Journal Ps 73-75 (all references are from the ESV; changes in punctuation are mine)
Scripture: “But as for me, my feet had almost stumbled, my steps had nearly slipped. For I was envious of the arrogant when I saw the prosperity of the wicked…they are not in trouble as others are; they are not stricken like the rest of mankind…
They scoff and speak with malice; loftily they threaten oppression. They set their mouths against the heavens, and their tongue struts through the earth.”
(I said to myself) “Behold, these are the wicked; always at ease, they increase in riches. All in vain have I kept my heart clean and washed my hands in innocence. For all the day long I have been stricken and rebuked every morning…
But when I thought how to understand this (it seemed to me a wearisome task), until I went into the sanctuary of God, then I discerned their end.
When my soul was embittered, when I was pricked in heart, I was brutish and ignorant; I was like a beast toward you…Nevertheless, I am continually with you; you hold my right hand. You guide me with your counsel, and afterward you will receive me to glory.
Whom have I in heaven but You? And there is nothing (nothing!!) on earth that I desire besides you.” (Excerpts from Ps 73:2-25)
Observation: You see? You see? The Psalmist could be me! These words could be my words. These thoughts could be my thoughts. These groanings and wailings could be mine. But could I recite that last line with conviction? Would those words be mine…?
Analysis: I identify with weariness. There are many times where I am just…plain…tired.
I struggle with depression. By the Grace of God, he gave scientific minded guys the idea of medicine and I am very grateful. But crawling into a hole and pulling the hole over my head isn’t my only response to weariness.
There are many times where bitterness grabs me around the throat.
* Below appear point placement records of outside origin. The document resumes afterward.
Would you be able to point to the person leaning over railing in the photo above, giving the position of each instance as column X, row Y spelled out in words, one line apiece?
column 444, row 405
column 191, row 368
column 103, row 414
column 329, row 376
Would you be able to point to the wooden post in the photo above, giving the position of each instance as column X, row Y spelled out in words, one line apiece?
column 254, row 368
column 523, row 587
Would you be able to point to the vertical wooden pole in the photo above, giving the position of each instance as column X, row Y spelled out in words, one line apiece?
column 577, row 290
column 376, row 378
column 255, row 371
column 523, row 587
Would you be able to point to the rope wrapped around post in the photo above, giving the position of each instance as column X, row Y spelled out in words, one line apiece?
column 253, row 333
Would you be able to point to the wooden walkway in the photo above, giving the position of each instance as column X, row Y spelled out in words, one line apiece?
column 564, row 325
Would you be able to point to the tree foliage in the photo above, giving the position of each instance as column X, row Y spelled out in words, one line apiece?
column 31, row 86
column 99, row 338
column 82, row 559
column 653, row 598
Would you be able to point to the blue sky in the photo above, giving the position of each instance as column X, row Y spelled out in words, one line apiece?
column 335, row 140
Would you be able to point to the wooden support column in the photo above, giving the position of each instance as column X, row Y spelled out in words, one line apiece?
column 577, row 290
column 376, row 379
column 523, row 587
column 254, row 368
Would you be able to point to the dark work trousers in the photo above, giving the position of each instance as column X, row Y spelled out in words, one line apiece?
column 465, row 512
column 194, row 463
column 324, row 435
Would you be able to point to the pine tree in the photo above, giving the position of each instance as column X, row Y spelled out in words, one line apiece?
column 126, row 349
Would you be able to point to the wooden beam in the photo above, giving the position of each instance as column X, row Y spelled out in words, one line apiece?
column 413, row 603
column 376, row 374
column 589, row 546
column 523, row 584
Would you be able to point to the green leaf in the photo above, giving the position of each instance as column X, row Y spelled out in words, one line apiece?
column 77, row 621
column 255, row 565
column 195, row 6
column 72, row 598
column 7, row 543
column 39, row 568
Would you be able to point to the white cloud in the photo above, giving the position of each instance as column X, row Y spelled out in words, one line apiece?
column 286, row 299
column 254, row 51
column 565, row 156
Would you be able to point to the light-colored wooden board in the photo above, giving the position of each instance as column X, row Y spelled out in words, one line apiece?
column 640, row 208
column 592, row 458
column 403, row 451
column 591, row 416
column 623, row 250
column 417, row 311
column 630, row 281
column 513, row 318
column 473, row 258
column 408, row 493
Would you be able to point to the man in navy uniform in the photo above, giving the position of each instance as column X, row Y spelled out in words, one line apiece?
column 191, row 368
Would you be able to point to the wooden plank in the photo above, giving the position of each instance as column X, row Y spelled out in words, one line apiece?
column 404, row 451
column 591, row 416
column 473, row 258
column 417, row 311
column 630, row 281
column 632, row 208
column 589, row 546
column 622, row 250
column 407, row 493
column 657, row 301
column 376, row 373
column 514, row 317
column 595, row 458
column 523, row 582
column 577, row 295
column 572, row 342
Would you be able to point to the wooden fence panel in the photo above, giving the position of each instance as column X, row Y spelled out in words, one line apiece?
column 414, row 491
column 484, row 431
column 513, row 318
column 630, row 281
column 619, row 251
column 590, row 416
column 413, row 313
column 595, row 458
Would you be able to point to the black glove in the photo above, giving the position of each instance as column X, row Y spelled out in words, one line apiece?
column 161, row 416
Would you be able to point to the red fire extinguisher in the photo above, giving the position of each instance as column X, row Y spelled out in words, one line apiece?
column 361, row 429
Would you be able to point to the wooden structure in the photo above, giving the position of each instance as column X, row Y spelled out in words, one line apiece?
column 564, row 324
I get like a brute: angry, fierce, arrogant in the ways of “I know better that what the wicked are showing”, and, guess what, I join the ranks of the wicked without even knowing what I did; without batting an eye.
These are the lessons to be learned from the Gospel: the Gospel is Good News, and….it is replete with bad news for man.
In a way of perception, the wicked are to be pitied, but, without celebration the wicked are doing what they are appointed to do (Romans 9). This is the lesson of John 3:16: Jesus died that I may be redeemed. But my humble question before Him is, “Thank you, Lord, but why me? Why did you die…for me?”
Prayer: Lord God, my God: I can cry out “Whom have I in heaven but You? And there is nothing, NOTHING, on earth that I desire besides you.” Help me to make this my oft cry; what sings in my mind, what resounds in my heart. I want to wear that on my skin, in my eyes, sounding off my tongue all my days left on earth. AMEN.